Two boats used to attempt the crossing were brought into Dover Harbour, both appearing in poor condition and partially deflated.

One of the boats contained two children’s inflatable rubber rings as well as lifejackets.

People carried their belongings in bin bags to shore, although some had suitcases which were brought by officers.

The countries of origin of the people coming ashore in Dover included Afghanistan, Iraq and Egypt.

The row has led to calls from some Tory MPs to pull out of the European Convention on Human Rights (ECHR), the document interpreted by the court in Strasbourg – something which No 10 and Attorney General Suella Braverman have not ruled out, although it appears unlikely the Government would want to take such a drastic step.

Ministers have been told future flights may be delayed for up to a year amid interventions by the European Court of Human Rights.

The court could use temporary injunctions to roadblock the flights for several months to come.

The Justice Secretary said the UK would stay within the convention but new laws could ensure that interim measures from the Strasbourg court could effectively be ignored by the Government.

He told Times Radio: ‘In relation to the latest intervention from Strasbourg, so-called Rule 39 interim orders, which are not grounded in the European Convention, they’re based on the rules and procedure, internal rules of the court.

‘I certainly believe they should not have a legally binding effect under UK law.’

The Government plans to replace the Human Rights Act, which enshrines the ECHR in domestic law, with a new Bill of Rights. Mr Raab said the decision strengthened the case for reform of human rights laws.

Asked if the UK could simply ignore the European court’s ruling, Mr Raab said: ‘Not under the Human Rights Act, but we will address this squarely with the Bill of Rights.’

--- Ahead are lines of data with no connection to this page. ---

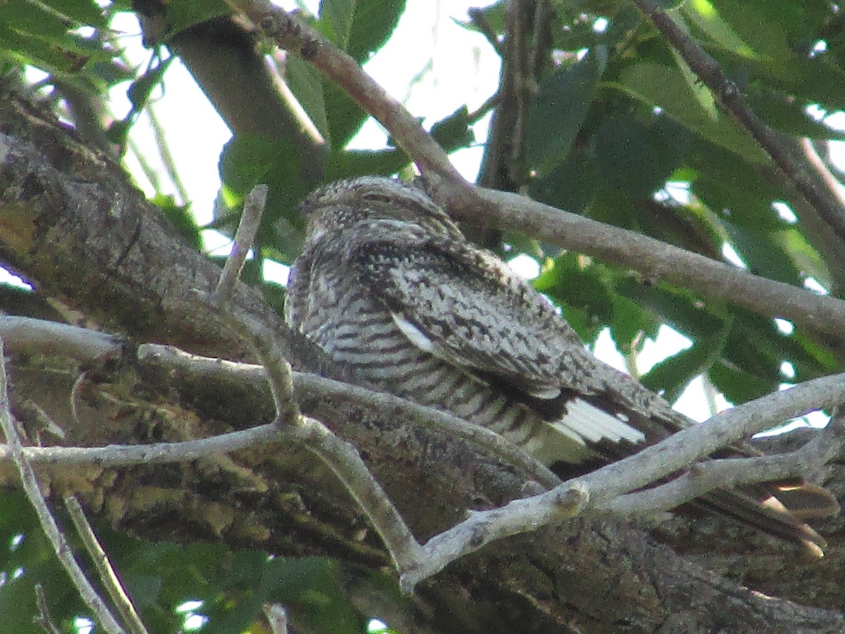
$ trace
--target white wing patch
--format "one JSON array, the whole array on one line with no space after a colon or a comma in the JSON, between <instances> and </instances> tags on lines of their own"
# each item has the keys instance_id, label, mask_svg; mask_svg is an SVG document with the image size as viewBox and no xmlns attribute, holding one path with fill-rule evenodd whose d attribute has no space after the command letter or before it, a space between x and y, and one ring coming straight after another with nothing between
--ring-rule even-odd
<instances>
[{"instance_id":1,"label":"white wing patch","mask_svg":"<svg viewBox=\"0 0 845 634\"><path fill-rule=\"evenodd\" d=\"M566 410L564 417L554 424L568 429L588 443L606 440L637 444L646 440L646 435L639 429L581 398L570 401Z\"/></svg>"},{"instance_id":2,"label":"white wing patch","mask_svg":"<svg viewBox=\"0 0 845 634\"><path fill-rule=\"evenodd\" d=\"M391 312L390 316L393 318L393 322L399 326L399 330L402 331L402 334L412 343L423 353L430 353L435 356L437 355L437 346L434 345L434 342L422 331L398 313Z\"/></svg>"}]
</instances>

He told BBC Radio 4’s Today: ‘We are going to stay within the convention but make sure the procedural framework is reformed.’

The Government will ‘curtail’ the ability of foreign offenders to claim a right to family life as a reason for being refused deportation and ‘we will stop and change the ability of the Strasbourg court to issue what amounts to effective injunction when they have no power, grounded in the European Convention, to do so’.

Last night government lawyers were examining whether some migrants – such as those who do not claim to have suffered ill-treatment in their home countries – would not be covered by the ECHR injunction’s terms and could still be put on a plane to Kigali.

In an apparent reference to the campaign groups and human rights lawyers who have brought repeated legal actions, Miss Patel told MPs that ‘the usual suspects’ had set out to ‘thwart’ her plan.

A family of six people has been brought ashore in Dover this morning, at least the second ship to bring people into the Kent port today.

A family of six people has been brought ashore in Dover this morning, at least the second ship to bring people into the Kent port today.

Defending the contrast between the Rwanda plan and the visa scheme welcoming Ukrainians, Mr Raab said refugees from Afghanistan and Syria need to be vetted in a different way from those from Ukraine because of a ‘history and track record of terrorism’ in the Middle Eastern countries.

Asked on ITV’s Good Morning Britain whether Afghan and Syrian refugees are a greater risk to the UK than Ukrainians, the Deputy Prime Minister and Justice Secretary said: ‘Well, look, if you look at the history and track record of terrorism across these areas, clearly in Afghanistan we’ve got al-Qaida and all of the Taliban challenges that we’ve seen over many years.

‘If you look at Islamic State, Daesh in Syria, of course there’s a specific set of security situations which are different.

‘Even in relation to Ukraine with the number of mercenaries flowing into Ukraine, we also need to be careful there.

‘But the types and the way you conduct those (security) checks will differ.’